Eksplozja w Szczyrku. Zginęło 8 osób. Koniec procesu
Przed bielskim sądem okręgowym zakończył się proces po tragedii, do której doszło w grudniu 2019 roku w Szczyrku. Po eksplozji gazu zawalił się dom, zginęło osiem osób. Oskarżonych jest sześć osób.
Wybuch zniszczył całkowicie trzykondygnacyjny dom. Ratownicy znaleźli w gruzach ciała ośmiu ofiar, w tym czworga dzieci.
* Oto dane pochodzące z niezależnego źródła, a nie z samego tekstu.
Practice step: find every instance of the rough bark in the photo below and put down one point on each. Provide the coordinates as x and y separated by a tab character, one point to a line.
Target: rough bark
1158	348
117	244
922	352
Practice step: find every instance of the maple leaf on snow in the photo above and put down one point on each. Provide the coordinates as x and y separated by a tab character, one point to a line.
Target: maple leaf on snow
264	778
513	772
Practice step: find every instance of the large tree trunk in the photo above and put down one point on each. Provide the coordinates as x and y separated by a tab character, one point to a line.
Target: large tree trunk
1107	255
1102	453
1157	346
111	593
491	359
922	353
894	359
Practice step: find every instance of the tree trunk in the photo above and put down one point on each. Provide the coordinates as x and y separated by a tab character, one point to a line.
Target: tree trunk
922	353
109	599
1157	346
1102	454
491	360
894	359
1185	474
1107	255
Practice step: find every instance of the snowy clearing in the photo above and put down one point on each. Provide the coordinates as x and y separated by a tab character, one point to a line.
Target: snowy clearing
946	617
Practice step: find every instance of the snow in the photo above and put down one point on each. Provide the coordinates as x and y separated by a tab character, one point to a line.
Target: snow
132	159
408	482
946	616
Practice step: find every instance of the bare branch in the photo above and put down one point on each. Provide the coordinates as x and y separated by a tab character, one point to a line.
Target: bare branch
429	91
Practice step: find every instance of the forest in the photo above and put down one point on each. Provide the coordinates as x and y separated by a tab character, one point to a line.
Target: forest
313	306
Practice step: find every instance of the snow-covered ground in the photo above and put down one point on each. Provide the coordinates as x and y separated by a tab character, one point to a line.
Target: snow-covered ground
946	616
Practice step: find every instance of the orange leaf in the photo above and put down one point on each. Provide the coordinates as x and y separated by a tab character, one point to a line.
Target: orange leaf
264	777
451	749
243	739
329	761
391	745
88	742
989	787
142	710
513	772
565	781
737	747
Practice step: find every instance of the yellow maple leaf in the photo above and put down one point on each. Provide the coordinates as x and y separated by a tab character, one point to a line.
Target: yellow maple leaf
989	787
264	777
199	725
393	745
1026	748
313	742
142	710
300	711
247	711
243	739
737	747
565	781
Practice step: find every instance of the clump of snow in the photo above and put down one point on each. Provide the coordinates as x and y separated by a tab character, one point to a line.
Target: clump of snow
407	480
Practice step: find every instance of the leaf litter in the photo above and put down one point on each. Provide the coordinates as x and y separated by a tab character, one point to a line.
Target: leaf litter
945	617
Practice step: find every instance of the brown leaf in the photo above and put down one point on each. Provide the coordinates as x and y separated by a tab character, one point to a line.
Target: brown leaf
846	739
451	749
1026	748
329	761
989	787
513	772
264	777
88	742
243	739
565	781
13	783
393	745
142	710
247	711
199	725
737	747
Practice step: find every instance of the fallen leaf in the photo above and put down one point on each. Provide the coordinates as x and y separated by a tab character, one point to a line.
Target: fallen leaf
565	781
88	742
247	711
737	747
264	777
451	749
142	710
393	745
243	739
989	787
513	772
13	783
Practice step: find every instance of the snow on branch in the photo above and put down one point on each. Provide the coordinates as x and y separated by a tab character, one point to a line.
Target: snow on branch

Zdaniem prokuratury do eksplozji doprowadziło przewiercenie gazociągu pod ulicą. Wykonywano go, by doprowadzić energię do nowej inwestycji deweloperskiej.
Dziś rozpoczęły się mowy końcowe. Prokurator zażądała dla szefa firmy 10 lat więzienia. Dla pracownika, który dokonał odwiertu, 8 lat więzienia, a dla jego pomocnika – 6 lat.
Dla oskarżonych, na których ciążyły zarzuty spowodowania nieprawidłowości w dokumentacji przy rozbudowie sieci gazowej, kar ponad 5 lat więzienia. Do tego dochodzą zakazy wykonywania zawodu oraz wielusettysięczne kwoty za zniszczenia.
Prokuratura w akcie oskarżenia wskazywała m.in., że przekop wykonany był metodą przewiertu, co było niezgodnie z projektem. Oskarżeni realizowali prace, choć nie mieli pewności, w którym miejscu przebiegał gazociąg. Wyrok zostanie ogłoszony 30 kwietnia lub 10 maja.